By MARTIN JOHNSTON health reporter
New Zealand asthmatics are using up to twice as much of a "quick-fix" puffer as they should and some are putting their health at risk.
Drug company GlaxoSmithKline calculates that New Zealand's estimated 600,000 asthmatics use their reliever puffers a million times a day.
Asthma experts agree the figures show that many patients have poorly controlled asthma and may need their medicines adjusted.
The excessive use is leaving some patients vulnerable to even more of the airway inflammation that characterises asthma.
Short-acting reliever inhalers like Ventolin are used for immediate relief of an asthma spasm.
Other puffers containing corticosteroid medicine are used to prevent attacks by treating the inflammation, which can cause scarring.
Glaxo, which makes asthma medicines, said that in the year to last September doctors prescribed nearly 1.58 million reliever inhalers. That equates to 10 puffs a week.
Robin Taylor, associate professor of respiratory medicine at the Dunedin Medical School, said yesterday that under international guidelines, taking six puffs a week from a reliever suggested poorly controlled asthma. Using five or more a day marked a patient as high risk.
He said that even though Glaxo had overstated use by wrongly assuming that all prescribed reliever medicine was inhaled - in fact some patients squirted a dose into the air for every one they took - overuse was a serious problem.
"There's a small group of patients, around 15 per cent, who use more than six puffs of Ventolin a day. That's bad news ...
"Ideally if folk are taking adequate preventer they should have little cause to use their reliever."
One risk of excessive reliever use was that patients needed higher doses for the same effect.
Another was that the airway inflammation in an asthma attack was made worse in these patients if they had also stopped using their preventer.
Professor Taylor said some people used too much Ventolin because it gave immediate relief from a spasm, while others could not afford the repeated doctor visits that might be needed to adjust corticosteroid doses.
"A quick fix is far more important to some people, particularly adolescents, than regular attention to their health."
Patients who did not use enough preventer were twice as likely as those who did to end up in hospital with an asthma-related problem.
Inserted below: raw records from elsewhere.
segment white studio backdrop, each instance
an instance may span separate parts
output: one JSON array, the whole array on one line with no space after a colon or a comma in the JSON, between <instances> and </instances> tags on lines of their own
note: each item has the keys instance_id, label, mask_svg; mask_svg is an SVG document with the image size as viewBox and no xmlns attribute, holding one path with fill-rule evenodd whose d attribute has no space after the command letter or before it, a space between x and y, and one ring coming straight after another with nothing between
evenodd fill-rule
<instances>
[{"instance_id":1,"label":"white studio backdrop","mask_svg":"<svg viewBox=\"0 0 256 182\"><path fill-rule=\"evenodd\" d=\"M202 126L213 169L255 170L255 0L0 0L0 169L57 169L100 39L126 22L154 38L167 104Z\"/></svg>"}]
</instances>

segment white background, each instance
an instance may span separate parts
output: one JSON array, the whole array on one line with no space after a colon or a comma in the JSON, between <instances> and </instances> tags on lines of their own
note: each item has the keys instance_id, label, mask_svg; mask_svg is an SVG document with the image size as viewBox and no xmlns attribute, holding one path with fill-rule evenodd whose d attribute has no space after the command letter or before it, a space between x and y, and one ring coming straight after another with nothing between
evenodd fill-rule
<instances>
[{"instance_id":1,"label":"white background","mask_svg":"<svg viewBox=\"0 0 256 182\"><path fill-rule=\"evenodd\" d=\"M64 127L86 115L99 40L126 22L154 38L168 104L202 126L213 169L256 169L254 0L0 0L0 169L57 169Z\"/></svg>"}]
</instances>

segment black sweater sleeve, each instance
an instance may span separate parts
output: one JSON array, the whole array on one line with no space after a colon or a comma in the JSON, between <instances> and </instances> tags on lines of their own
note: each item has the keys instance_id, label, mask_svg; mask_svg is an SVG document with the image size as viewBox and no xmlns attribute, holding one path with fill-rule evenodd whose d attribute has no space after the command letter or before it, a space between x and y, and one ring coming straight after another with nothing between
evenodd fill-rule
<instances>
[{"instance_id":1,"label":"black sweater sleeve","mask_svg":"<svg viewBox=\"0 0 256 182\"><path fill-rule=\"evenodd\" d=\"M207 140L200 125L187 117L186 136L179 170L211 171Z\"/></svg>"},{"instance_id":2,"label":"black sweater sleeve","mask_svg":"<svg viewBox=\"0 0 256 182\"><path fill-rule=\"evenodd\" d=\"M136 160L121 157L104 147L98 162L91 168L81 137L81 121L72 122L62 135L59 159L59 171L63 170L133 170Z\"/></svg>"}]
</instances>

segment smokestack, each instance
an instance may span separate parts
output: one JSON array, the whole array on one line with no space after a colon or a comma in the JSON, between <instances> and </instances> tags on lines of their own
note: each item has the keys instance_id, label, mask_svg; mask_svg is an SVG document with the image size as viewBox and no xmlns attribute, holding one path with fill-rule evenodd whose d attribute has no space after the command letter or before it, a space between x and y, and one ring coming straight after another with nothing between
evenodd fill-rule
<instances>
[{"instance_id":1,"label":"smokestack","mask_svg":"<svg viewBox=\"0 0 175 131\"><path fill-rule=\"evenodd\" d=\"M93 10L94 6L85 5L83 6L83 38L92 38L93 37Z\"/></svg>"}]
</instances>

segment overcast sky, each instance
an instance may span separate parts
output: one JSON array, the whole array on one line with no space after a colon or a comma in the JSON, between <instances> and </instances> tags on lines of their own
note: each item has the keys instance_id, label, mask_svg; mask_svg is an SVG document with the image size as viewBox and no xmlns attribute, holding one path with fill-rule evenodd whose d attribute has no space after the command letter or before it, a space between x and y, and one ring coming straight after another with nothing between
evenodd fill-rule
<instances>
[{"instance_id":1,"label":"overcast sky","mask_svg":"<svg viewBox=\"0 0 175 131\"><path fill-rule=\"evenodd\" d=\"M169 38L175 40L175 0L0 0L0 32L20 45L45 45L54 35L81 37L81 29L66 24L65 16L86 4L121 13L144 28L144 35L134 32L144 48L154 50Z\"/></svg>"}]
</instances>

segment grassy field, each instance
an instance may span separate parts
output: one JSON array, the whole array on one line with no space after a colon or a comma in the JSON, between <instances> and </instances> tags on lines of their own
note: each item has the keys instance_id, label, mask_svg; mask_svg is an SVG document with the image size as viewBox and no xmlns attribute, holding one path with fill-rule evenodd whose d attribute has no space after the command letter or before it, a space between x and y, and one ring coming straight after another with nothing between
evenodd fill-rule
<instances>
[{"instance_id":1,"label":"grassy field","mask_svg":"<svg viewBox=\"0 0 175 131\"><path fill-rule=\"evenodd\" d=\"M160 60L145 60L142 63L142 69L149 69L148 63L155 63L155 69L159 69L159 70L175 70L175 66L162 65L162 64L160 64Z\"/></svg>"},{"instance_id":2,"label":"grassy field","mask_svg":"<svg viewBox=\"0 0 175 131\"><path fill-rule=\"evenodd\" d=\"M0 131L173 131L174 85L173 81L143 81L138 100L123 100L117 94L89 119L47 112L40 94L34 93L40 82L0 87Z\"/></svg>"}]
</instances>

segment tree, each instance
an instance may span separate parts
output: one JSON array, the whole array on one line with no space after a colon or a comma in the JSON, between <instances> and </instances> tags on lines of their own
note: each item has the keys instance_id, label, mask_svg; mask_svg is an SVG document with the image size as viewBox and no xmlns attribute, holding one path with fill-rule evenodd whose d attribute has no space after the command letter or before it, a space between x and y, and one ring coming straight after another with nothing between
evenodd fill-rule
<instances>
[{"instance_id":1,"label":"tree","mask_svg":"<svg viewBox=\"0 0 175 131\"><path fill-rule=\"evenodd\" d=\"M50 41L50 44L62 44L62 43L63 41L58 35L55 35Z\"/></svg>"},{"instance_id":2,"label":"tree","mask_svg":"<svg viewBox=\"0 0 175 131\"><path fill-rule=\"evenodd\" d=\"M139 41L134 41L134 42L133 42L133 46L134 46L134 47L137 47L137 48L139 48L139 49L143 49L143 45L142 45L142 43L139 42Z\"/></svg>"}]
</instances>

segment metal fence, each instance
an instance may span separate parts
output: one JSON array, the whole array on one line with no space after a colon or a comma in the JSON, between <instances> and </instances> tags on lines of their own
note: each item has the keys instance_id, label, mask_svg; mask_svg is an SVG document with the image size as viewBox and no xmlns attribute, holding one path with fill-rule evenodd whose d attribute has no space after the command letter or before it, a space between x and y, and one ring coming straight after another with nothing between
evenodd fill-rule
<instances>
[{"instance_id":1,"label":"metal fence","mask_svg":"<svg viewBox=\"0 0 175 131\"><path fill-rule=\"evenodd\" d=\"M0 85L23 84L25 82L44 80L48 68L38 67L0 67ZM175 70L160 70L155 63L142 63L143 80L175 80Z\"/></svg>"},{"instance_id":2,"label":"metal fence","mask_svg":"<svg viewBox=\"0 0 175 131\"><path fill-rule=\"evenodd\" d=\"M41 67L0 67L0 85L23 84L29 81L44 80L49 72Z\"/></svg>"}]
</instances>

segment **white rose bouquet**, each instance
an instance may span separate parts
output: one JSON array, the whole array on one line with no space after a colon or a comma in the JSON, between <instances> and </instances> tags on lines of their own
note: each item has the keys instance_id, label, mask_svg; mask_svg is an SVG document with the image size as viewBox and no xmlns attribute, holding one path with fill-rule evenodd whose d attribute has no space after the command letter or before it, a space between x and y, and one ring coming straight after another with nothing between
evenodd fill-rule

The Asthma and Respiratory Foundation and Pharmac are concerned by the excessive use.
Medical director Professor Ian Town urged patients who were using too much reliever to see a doctor or asthma educator about preventer drugs and asthma management.
Pharmac's medical director, Dr Peter Moody, said that in line with a campaign by the agency, more people were using inhaled corticosteroids, but at lower doses than in the past.
Asthma drugs
* More than six puffs a week of a short-acting reliever, like Ventolin, indicates poorly controlled asthma.
* The need for it can be reduced by asthma prevention drugs.
* The main preventers are inhaled corticosteroids like Beclazone.
* Some patients can benefit from long-acting relievers and single-puffer combinations of them with corticosteroid.